- Publication Date : June 1, 2020
Farming in a Pandemic
It’s hard to know where to start with an update, or what to say that will feel relevant by the time this goes to print. This has been the most roller coaster of a season for our farm business in my memory. Not to say the most difficult. That year of the major flood/hail storm combo was pretty rough. The year the twins were born, when I already had a toddler in tow—that one wasn’t easy trying to farm either. But this year, it just feels like we have all been pulled in so many different directions, and it’s not just an individual struggle, it’s collective. We are in it together. We are reinventing ourselves, throwing perfectly good plans out the window and learning new skills. I don’t want to bore you with all the ways in which we had to adapt as a business over the last 4 months because I know it is similar for so many of you. Yet, it doesn’t seem like there is anything else of much importance to talk about, so I will just hit a few highlights.


Being Essential
I know it really varies by product/state/region/country, so everyone has had a different experience, but for us it really helped to know that we were an essential business. Growing vegetables and flowers put us in a prime position to be not only essential but also in demand. At the beginning of the shut-downs, everything we had was in demand: vegetables (boy, did people want to get food from people they trusted) and flowers (when all the wholesalers are shut down and every florist is your new best friend). It was great. And it was totally frustrating. Production didn’t peak for us with the pandemic. We had to turn a lot of interested customers away. We didn’t hire any new spring crew members because we wanted to keep our core employees as safe as possible. Sales stayed high for a long time but now seem to be tapering off. Do I feel like I have a handle on anything that is happening right now or in the near future? Not in the slightest. And as soon as I feel I have some little piece worked out, things change again.
Diversity and Trust
A few of the things I have been grateful for this year are having a diverse product stream and marketing channels. Having a loyal and trusting customer base that reads my newsletter has also been a huge help. If I hadn’t had a way to communicate all the many changes happening weekly to my customers, I don’t know where we would be. A pop-up on our website, auto-responder email, and an informative message on the answering machine—all those things helped as well. But, oh, the questions. The many, many needy questions that flooded in from all directions regardless.

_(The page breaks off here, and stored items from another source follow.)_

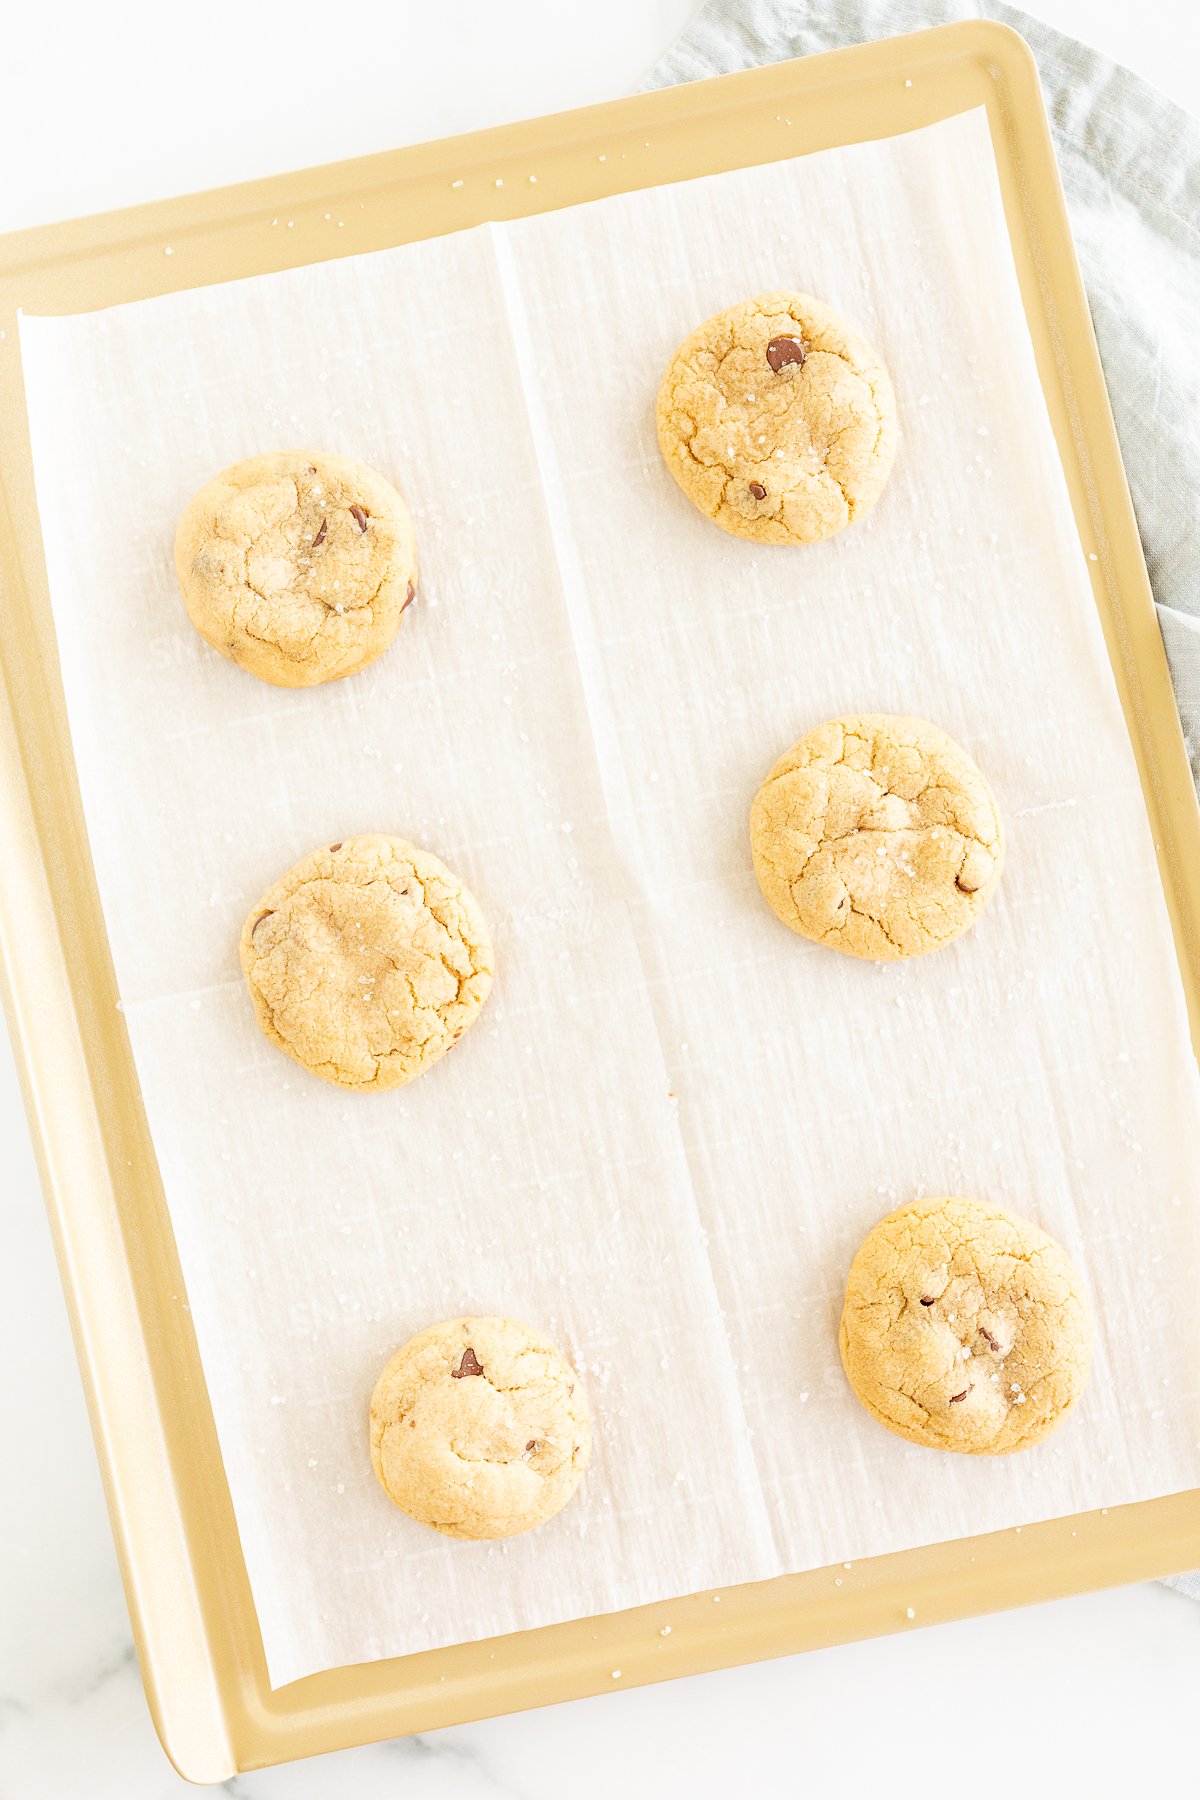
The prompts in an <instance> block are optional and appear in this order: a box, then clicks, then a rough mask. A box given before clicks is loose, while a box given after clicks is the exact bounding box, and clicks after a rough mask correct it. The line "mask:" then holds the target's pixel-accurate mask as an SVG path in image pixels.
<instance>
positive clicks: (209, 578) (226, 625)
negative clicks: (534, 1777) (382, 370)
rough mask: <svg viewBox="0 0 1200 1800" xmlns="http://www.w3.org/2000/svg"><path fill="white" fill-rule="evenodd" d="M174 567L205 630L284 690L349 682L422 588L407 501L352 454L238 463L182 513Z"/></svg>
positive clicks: (199, 627) (390, 630) (263, 675)
mask: <svg viewBox="0 0 1200 1800" xmlns="http://www.w3.org/2000/svg"><path fill="white" fill-rule="evenodd" d="M175 569H176V574H178V580H180V589H182V594H184V605H185V607H187V612H189V617H191V621H193V625H194V626H196V630H198V632H200V635H201V637H203V639H205V641H207V643H210V644H212V648H214V650H219V652H221V655H223V657H228V659H230V662H237V664H239V666H241V668H243V670H250V673H252V675H259V677H261V679H263V680H268V682H273V684H275V686H277V688H311V686H315V684H317V682H322V680H338V679H340V677H342V675H353V673H354V671H356V670H360V668H365V664H367V662H372V661H374V657H378V655H380V652H381V650H387V646H389V644H390V641H392V637H394V635H396V626H398V625H399V616H401V612H403V610H405V607H407V605H408V601H410V599H412V598H414V594H416V583H417V553H416V538H414V533H412V520H410V518H408V508H407V506H405V502H403V500H401V497H399V495H398V493H396V490H394V488H392V486H390V482H387V481H383V477H381V475H376V472H374V470H371V468H367V466H365V463H354V461H351V457H344V455H326V454H324V452H320V450H277V452H272V454H270V455H254V457H248V459H246V461H245V463H234V466H232V468H227V470H223V472H221V473H219V475H216V477H214V479H212V481H210V482H209V484H207V486H205V488H201V490H200V493H198V495H196V499H194V500H193V502H191V506H189V508H187V511H185V513H184V517H182V520H180V527H178V533H176V538H175Z"/></svg>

Another thing I am grateful for is all the many partnerships we entered to make our business survive during this pandemic. Our farmers’ markets were closed but the market entity immediately opened online sales, and sold fresh veggie boxes along with flowers and other products from other vendors for a “drive-through” market. Sales were great and the market kept it so well organized. We were approached by so many other business partners who also wanted to help us out and offered their spaces to sell our products. It was great to see the business community coming together.
Pushing Limits


One thing the pandemic can push you to do is spend a lot of money on packaging. More with food products than with flowers, the panic over contamination was a big one. Many of our wholesale customers wanted every single item individually packaged. Plus all the boxes for our veggie box market program. Plus flower boxes for shipping. I spent so much more money on packaging than ever before, which goes against my environmentalist nature. But it also kept us in business.

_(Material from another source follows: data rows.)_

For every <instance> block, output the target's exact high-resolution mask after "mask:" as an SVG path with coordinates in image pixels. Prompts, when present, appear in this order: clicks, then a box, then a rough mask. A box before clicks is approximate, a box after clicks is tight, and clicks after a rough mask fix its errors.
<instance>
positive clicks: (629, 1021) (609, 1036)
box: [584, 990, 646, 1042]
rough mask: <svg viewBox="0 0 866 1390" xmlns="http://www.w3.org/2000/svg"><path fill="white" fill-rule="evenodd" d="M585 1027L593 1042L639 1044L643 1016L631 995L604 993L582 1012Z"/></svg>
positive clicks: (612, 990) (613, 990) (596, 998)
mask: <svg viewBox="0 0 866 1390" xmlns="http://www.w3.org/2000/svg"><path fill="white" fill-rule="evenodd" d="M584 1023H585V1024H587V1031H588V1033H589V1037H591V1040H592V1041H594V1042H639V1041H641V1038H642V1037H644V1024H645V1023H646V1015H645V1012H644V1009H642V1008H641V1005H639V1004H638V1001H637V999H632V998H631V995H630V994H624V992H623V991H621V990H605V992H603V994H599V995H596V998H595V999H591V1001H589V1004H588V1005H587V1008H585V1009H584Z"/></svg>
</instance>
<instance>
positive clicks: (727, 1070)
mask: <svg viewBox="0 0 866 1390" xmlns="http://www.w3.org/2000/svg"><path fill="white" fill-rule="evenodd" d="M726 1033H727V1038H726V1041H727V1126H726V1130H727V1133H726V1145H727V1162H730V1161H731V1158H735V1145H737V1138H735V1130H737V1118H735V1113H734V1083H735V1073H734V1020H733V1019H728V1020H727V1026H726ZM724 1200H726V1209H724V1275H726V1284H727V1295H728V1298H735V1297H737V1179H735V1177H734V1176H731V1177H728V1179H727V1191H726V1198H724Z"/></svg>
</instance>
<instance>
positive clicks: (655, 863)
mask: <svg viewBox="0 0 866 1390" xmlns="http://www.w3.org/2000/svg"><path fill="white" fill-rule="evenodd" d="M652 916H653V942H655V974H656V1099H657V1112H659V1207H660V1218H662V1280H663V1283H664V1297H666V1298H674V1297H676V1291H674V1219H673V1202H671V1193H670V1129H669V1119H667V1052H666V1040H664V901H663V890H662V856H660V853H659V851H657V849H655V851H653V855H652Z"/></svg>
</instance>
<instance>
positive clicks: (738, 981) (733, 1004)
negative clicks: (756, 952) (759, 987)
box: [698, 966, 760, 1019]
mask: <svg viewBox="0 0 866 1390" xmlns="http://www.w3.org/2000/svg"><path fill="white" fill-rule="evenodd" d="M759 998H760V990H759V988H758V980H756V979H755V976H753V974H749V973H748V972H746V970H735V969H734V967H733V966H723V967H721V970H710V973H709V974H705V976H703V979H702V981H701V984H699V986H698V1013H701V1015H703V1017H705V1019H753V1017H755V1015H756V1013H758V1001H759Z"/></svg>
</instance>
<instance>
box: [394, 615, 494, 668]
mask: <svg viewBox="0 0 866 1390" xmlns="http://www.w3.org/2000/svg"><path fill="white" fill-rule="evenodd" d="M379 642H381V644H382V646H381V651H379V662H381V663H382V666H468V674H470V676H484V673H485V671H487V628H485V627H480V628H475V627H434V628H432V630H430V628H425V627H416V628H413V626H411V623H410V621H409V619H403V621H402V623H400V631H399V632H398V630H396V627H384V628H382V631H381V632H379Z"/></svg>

Not only are we dealing with business in the time of pandemic, but also in one of the most tumultuous political times in my memory. As a business owner I have always left politics out of my business and my social media. Lately I have crossed the line and started to speak my heart openly and share with my customers what we believe, support, and stand for, openly supporting the Black Lives Matter movement and social justice. It’s been cathartic to say the least. I realize that standing up for social justice isn’t political, it’s human rights. With the realization that if I couldn’t state my beliefs to my customers, then I was profiting off of an oppressive society was the tipping point for me. I have a voice, a responsibility, and an obligation to do the right thing, always. And honestly, for me, seeing so much collective outcry for human rights and putting people over profit has been a true gift of this year.
I have heard from many of you that flower sales are way up, even if they may look different than most years. We are all finding our new normal. I hope that you all are finding that through all the crazy changes that this year has brought, that there are also silver linings. For me it has been pushing myself to try new business ventures. Not being afraid to drop what isn’t working and go big with what is working. I have learned to not be afraid of online sales or of shipping flowers. But most of all, witnessing all the many kindnesses that the human race shows up for when times get tough is keeping me going.